1957 film by Francis Thompson

N.Y., N.Y. (subtitled A Day in New York) is a 1957 film by director Francis Thompson.

==Summary==
Eight years in the making, it is a collection of scenes from New York City recorded through special lenses, prisms and mirrors giving it a Cubist-Dadaist look. Thompson shot the images with a Kodak Cine-Special. The film's original negatives sat under the director's bed for nearly thirty years.

==Reception and legacy==
N.Y., N.Y. is mentioned in Aldous Huxley's essay Heaven and Hell:

And then there is what may be called the Distorted Documentary a new form of visionary art, admirably exemplified by Mr. Francis Thompson's film, NY, NY. In this very strange and beautiful picture we see the city of New York as it appears when photographed through multiplying prisms, or reflected in the backs of spoons, polished hub caps, spherical and parabolic mirrors. We still recognize houses, people, shop fronts, taxicabs, but recognize them as elements in one of those living geometries which are so characteristic of the visionary experience. The invention of this new cinematographic art seems to presage (thank heaven!) the supersession and early demise of non-representational painting. It used to be said by the non-representationalists that colored photography had reduced the old-fashioned portrait and the old-fashioned landscape to the rank of otiose absurdities. This, of course, is completely untrue. Colored photography merely records and preserves, in an easily reproducible form, the raw materials with which portraitists and landscape painters work. Used as Mr. Thompson has used it, colored cinematography does much more than merely record and preserve the raw materials of non-representational art; it actually turns out the finished product.
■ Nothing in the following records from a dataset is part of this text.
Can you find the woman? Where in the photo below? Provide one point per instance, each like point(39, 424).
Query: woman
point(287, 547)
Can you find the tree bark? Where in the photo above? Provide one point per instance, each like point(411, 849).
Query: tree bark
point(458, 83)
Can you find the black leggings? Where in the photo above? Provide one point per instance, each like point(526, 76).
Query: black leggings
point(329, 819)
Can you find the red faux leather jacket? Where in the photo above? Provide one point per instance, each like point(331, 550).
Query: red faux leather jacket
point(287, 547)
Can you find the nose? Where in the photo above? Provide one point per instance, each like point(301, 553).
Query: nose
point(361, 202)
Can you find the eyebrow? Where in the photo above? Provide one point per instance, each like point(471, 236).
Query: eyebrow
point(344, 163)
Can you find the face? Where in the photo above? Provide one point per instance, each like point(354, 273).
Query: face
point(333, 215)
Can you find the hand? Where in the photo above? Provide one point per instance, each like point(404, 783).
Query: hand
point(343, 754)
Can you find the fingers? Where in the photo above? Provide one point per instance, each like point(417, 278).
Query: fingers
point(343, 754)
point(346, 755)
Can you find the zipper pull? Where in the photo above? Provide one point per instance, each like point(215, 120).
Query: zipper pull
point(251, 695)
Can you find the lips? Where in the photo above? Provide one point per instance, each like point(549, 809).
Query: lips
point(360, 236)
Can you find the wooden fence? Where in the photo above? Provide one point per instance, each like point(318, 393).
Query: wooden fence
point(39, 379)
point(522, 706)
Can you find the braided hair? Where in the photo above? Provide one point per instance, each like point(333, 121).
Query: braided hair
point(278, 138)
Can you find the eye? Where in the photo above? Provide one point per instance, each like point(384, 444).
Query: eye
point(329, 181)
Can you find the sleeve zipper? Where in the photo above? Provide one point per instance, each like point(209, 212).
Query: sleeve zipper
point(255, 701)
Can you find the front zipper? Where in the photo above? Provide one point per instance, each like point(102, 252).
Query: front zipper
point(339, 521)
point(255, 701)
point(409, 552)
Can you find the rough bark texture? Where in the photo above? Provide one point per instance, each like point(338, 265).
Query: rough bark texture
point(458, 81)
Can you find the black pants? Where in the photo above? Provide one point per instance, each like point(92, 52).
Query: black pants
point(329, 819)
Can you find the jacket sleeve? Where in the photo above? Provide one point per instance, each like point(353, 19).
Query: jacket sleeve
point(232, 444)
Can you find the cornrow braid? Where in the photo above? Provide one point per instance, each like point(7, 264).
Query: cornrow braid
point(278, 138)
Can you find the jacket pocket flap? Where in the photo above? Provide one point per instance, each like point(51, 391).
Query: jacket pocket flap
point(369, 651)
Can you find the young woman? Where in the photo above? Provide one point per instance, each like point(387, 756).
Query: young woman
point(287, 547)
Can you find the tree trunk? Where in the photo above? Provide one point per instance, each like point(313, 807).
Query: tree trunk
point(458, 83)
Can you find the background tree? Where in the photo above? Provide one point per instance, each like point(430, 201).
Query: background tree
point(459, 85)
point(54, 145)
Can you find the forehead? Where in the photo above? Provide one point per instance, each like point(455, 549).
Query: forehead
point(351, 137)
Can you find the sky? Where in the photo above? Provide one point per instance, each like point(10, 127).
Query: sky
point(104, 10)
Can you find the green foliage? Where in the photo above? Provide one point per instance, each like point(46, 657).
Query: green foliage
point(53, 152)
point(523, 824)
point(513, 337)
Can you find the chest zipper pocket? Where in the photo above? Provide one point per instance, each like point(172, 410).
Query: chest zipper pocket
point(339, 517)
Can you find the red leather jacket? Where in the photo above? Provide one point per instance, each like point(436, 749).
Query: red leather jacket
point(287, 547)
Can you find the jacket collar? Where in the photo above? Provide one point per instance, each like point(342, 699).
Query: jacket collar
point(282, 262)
Looking at NY, NY, I was amazed to see that virtually every pictorial device invented by the old masters of non-representational art and reproduced ad nauseam by the academicians and mannerists of the school, for the last forty years or more, makes its appearance, alive, glowing, intensely significant, in the sequences of Mr. Thompson's film.

It also received praise from The New York Times as 'one of the few genuine masterpieces' of the burgeoning experimental film movement in the United States.

Two years later, it won the Short Film Palme d'Or (Prix Ex-aequo) at the Cannes Film Festival. In 1961, it won a Blue Ribbon at the American Film Festival.